To configure IMAP and POP3 in Outlook Express and Windows Mail
  1. On the Outlook Express Tools menu or the Windows Mail Tools menu, click Accounts.

  2. Click the Mail tab, and then double-click your e-mail account.

  3. Click the Servers tab.

  4. Click the list next to My incoming server is a, and then select IMAP or POP3 from the list.

  5. Click to enable the My server requires authentication check box. Additionally, you may choose to select the Log on using Secure Password Authentication feature, which uses Windows Integrated Authentication.

To configure IMAP and POP3 in Office Outlook
  1. On the Outlook Tools menu, click E-mail Accounts.

  2. Click Add New account.

  3. Select POP3 or IMAP, and then click Next.

  4. Enter the required information in the User information, Server information, and Logon information fields.

  5. Click More Settings.

  6. On the Outgoing Server tab, click to enable the My server requires authentication check box. Additionally, you may choose to select the Log on using Secure Password Authentication.

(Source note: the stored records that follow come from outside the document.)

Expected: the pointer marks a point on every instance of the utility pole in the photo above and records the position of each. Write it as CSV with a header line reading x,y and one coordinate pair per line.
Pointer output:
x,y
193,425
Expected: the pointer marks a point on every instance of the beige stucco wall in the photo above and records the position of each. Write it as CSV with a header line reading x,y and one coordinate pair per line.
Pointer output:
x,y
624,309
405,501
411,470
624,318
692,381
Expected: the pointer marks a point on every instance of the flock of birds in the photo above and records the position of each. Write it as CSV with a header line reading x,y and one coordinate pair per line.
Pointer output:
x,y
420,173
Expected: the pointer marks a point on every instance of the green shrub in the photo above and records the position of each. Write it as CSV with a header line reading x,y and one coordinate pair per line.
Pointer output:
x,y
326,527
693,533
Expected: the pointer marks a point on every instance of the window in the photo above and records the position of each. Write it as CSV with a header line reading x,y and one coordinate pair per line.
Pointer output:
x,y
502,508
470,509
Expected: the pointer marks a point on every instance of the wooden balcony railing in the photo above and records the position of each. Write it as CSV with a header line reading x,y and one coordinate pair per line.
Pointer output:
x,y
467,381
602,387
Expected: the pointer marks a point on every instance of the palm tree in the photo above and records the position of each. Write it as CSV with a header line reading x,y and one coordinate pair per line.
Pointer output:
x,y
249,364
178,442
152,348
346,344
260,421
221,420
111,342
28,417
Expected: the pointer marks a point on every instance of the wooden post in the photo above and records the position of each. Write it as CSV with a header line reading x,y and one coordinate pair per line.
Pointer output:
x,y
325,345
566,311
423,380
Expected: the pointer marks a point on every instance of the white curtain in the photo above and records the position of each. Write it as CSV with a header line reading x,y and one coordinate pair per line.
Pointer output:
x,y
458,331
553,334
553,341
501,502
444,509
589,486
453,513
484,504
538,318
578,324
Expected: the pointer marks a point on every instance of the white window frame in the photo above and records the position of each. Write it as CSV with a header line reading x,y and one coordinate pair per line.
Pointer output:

By default, both SMTP and IMAP are configured to require TLS. This means that you must also configure the client to use SSL.

noteNote:
The following steps are not required if you changed the LoginType from SecureLogin to PlainTextAuthentication for IMAPSettings on the Exchange server. If the LoginType was changed to PlainTextAuthentication, you can use Secure Password Authentication (Integrated Windows) for both SMTP and IMAP, and you do not have to select the SSL check boxes. The option to use SPA is only available on some clients. Make sure that you do not use the defaults, which are basic authentication without SSL.
To enable SSL in Outlook Express and Windows Mail
  1. On the Outlook Express Tools menu or the Windows Mail Tool menu, click Accounts.

  2. Click the Mail tab, and then double-click your e-mail account.

  3. Click the Advanced tab.

  4. Click to enable the This server requires a secure connection (SSL) check box(s).

To enable SSL in Office Outlook
  1. On the Outlook Tools menu, click E-mail Accounts.

  2. Click View or change existing e-mail accounts.

  3. Select the e-mail account that you want to change, and then click Change.

  4. Click More Settings.

  5. Click the Advanced tab.

  6. Click to enable the This server requires a secure connection (SSL) check box(s).

At this time Outlook Express 6 uses SMTP with SSL explicitly on port 25. In this case, if you do not use port 25, Outlook Express 6 clients may receive the following message:

 

Your server has unexpectedly terminated the connection or 0x800CCC0F.

There is now a fix available to allow Outlook Express 6 clients to use SSL on port 587. For more information, see Microsoft Knowledge Base article 933612, A mail program cannot connect to an Exchange Server 2007 server by using SSL over SMTP port 587.

This issue is fixed in the Windows Vista Mail client, in the most recent versions of Outlook, and in Windows Live Mail Desktop.

To work around this issue, you can use port 25 when requiring TLS, even if it means using a different IP address than your MX record. Note that, even with clients that support explicit TLS on port 587, you may not be able to pick some arbitrary port of your choosing. This is because the client may still try to use implicit SSL. Also, do not try to use port 465, as that is for implicit SSL, which Exchange does not support for SMTP.